The White House named Rafael Yuste, a Columbia professor of biological sciences and neuroscience, as an adviser to the Brain Activity Map project, a ten-year, multi-billion-dollar initiative aimed at charting for the first time the complex network of neurons in the brain. President Barack Obama ’83CC mentioned the plan, which is modeled after the Human Genome Project, in the State of the Union address.

Gordana Vunjak-Novakovic, the Mikati Foundation Professor of Biomedical Engineering and Medical Sciences, was selected to serve on the first board of directors of the Center for the Advancement of Science in Space, which promotes and manages research on the International Space Station.

 
Appealing choices

Governor Andrew Cuomo nominated Jenny Rivera ’93LAW to the New York State Court of Appeals. A former clerk for then US district- court judge Sonia Sotomayor, Rivera is the founder and director of the Center on Latino and Latina Rights and Equality at the City University of New York School of Law, where she is a professor.

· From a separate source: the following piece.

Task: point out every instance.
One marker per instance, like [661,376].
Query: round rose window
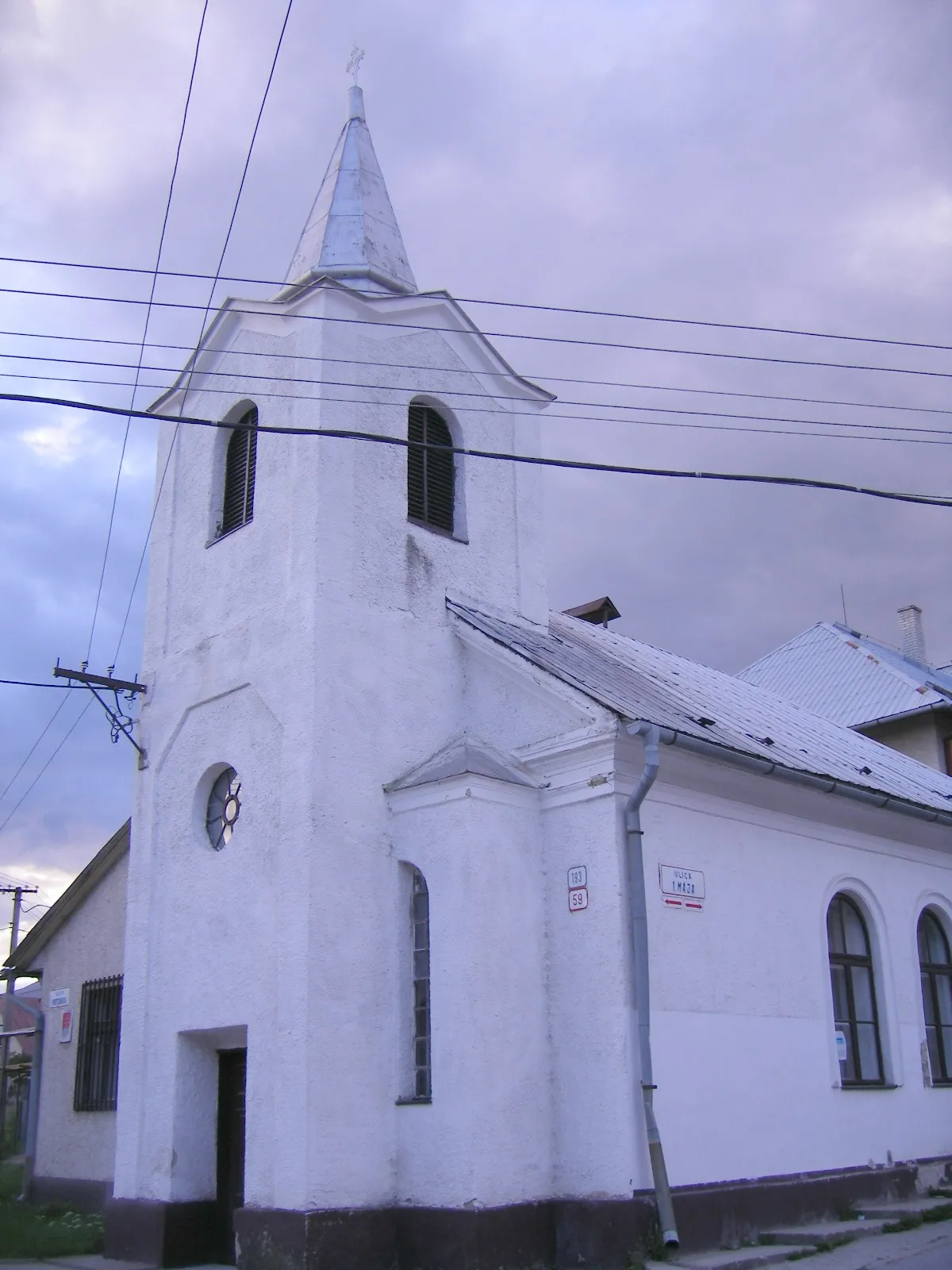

George Canellos ’89LAW has been named acting director of the US Securities and Exchange Commission’s enforcement division after serving as its deputy director for the previous eight months. Canellos, a former federal prosecutor in the Southern District of New York, served as the director of the SEC’s New York office for three years.

 
CFO.com

Kristina Salen ’03BUS recently became the first chief financial officer of Etsy, the online craft marketplace, now valued at nearly $900 million. Salen comes to Etsy from Fidelity Investments, where she ran the media, Internet, and telecommunications group.